Proof (that \(\mathbb{F}_2\) is a field):
\(\mathbb{F}_{2}\) with “\(+\)”, and \(\mathbb{F}_{2} \setminus \{ 0 \} = \{1\}\) with “\(\cdot\)”, are abelian groups (see 1.5(a)).
Distributivity: We need to check \(a(b+c) = ab + ac\) for all \(a, b, c \in \mathbb{F}_{2}\).
First case: \(a=0 \implies\) LHS \(=0\), RHS \(= 0+0 =0\).
Second case: \(a=1 \implies\) LHS \(= b+c =\) RHS. \(\square\)

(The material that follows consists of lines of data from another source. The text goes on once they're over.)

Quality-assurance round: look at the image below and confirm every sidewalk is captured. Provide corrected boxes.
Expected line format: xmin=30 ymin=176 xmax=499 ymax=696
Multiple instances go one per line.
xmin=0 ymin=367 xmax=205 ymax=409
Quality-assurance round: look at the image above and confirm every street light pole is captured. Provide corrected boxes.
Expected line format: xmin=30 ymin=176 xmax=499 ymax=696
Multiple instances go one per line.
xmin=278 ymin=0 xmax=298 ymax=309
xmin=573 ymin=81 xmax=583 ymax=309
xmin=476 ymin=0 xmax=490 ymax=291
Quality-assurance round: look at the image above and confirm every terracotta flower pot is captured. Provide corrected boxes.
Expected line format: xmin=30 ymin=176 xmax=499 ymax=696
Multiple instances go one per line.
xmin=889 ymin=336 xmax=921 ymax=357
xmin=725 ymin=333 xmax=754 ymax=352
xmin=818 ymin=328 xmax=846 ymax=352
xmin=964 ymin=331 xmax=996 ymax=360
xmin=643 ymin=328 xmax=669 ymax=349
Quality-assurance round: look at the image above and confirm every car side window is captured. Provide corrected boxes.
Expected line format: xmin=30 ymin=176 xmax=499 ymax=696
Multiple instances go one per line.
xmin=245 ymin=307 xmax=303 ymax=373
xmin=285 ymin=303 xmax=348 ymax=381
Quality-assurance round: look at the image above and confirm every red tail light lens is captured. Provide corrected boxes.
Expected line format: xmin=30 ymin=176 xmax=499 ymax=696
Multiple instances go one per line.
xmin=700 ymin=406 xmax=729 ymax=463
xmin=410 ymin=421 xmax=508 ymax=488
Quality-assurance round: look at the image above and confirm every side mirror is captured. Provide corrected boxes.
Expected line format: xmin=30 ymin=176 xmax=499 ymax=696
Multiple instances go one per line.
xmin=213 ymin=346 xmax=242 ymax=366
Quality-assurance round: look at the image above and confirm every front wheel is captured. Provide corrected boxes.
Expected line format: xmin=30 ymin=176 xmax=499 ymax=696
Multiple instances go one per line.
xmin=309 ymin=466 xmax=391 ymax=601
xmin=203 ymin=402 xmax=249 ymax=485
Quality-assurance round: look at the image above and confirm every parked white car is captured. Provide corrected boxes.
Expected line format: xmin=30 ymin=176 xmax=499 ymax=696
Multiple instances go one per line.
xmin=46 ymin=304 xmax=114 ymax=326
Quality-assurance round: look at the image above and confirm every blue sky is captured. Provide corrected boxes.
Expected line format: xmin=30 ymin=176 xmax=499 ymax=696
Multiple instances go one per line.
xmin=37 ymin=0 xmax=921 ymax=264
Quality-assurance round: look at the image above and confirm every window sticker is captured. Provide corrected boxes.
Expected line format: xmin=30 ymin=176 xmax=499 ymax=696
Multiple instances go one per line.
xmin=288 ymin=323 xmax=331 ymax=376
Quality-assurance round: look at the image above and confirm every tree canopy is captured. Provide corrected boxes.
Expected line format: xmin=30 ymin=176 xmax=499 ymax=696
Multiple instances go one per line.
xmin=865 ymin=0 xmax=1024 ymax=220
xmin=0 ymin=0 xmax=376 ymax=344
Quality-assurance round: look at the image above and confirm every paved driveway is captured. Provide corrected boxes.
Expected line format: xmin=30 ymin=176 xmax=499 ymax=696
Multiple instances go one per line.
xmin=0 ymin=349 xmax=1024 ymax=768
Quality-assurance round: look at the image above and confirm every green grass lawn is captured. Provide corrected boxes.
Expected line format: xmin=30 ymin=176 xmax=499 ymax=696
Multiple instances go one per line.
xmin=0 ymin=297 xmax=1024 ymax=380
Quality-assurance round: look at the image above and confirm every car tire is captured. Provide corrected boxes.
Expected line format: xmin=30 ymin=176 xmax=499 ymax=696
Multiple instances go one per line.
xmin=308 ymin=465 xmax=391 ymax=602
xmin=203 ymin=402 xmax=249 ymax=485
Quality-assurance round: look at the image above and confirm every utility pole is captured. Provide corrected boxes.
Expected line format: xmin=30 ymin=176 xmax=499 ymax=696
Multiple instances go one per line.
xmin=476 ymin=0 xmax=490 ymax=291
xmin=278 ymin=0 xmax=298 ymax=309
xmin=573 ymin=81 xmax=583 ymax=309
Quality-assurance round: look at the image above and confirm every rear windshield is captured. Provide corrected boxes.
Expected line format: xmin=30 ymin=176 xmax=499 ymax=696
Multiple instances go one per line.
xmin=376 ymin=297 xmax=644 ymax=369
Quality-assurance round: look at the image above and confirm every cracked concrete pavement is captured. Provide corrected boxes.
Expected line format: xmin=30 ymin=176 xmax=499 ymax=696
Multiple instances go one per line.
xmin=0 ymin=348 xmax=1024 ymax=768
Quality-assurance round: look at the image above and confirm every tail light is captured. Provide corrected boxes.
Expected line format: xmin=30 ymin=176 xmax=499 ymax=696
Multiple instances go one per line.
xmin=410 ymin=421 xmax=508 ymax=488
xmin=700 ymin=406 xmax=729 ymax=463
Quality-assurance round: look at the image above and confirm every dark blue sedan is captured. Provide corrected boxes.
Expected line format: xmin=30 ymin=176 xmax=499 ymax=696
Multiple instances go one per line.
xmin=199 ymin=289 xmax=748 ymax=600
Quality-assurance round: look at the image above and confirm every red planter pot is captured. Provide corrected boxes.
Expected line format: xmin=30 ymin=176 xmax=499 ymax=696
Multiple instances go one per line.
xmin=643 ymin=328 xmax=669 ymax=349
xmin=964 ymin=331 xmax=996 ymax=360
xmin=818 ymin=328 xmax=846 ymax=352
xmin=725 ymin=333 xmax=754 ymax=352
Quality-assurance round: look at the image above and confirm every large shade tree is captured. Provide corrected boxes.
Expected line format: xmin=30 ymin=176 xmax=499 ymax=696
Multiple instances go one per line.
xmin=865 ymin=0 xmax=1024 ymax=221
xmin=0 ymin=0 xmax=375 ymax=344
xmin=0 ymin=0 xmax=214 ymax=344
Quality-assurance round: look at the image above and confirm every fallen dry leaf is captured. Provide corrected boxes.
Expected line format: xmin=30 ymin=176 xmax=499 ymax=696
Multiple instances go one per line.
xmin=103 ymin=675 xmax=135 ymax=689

- (without proof) Let \(p\) be a prime. The set \(\mathbb{F}_p\) \(:= \{ \overline{0}, \overline{1}, \dots , \overline{p-1} \}\) together with the addition defined in Example 1.5(b) and the following multiplication is a field: \[ \overline{x} \cdot \overline{y} := \overline{\text{remainder left when $xy$ is divided by $p$}}. \] (Why does this not work when \(p\) is not a prime, e.g. if \(p=4\)?)
Proposition 2.3 Let \(F\) be a field. Then:
- For all \(a\in F\) we have \(0a = 0\).
- For all \(a,b\in F\) we have \((-a)b = -(ab)\).
Proof.
(a) We have \(0 + 0a = 0a = (0 + 0)a = 0a + 0a\) (\(0\) is neutral for “\(+\)” and by distributivity)
\(\implies 0 = 0a\). (cancel \(0a\) on both sides using 1.4(a))
- We have \(ab + (-a)b = (a + (-a))b\) (by distributivity)
\(= 0b\) (by definition of the additive inverse)
\(= 0\) (by part (a))
\(\implies (-a)b\) is the additive inverse of \(ab\), i.e. \((-a)b = -(ab)\). \(\square\)
2.2 Vector spaces
Definition 2.4 Let \(F\) be a field. A vector space over \(F\) is an abelian group \(V\) (we will use “\(+\)” for the binary operation) together with a map \(F \times V \to V\) (called scalar multiplication and written as \((a,x) \mapsto ax\)), such that the following axioms are satisfied:
- \(1^{st}\) distributivity law: For all \(a,b \in F\) and \(x \in V\) we have \((a + b)x = ax + bx\) in \(V\).
- \(2^{nd}\) distributivity law: For all \(a\in F\) and \(x,y \in V\) we have \(a(x + y) = ax + ay\) in \(V\).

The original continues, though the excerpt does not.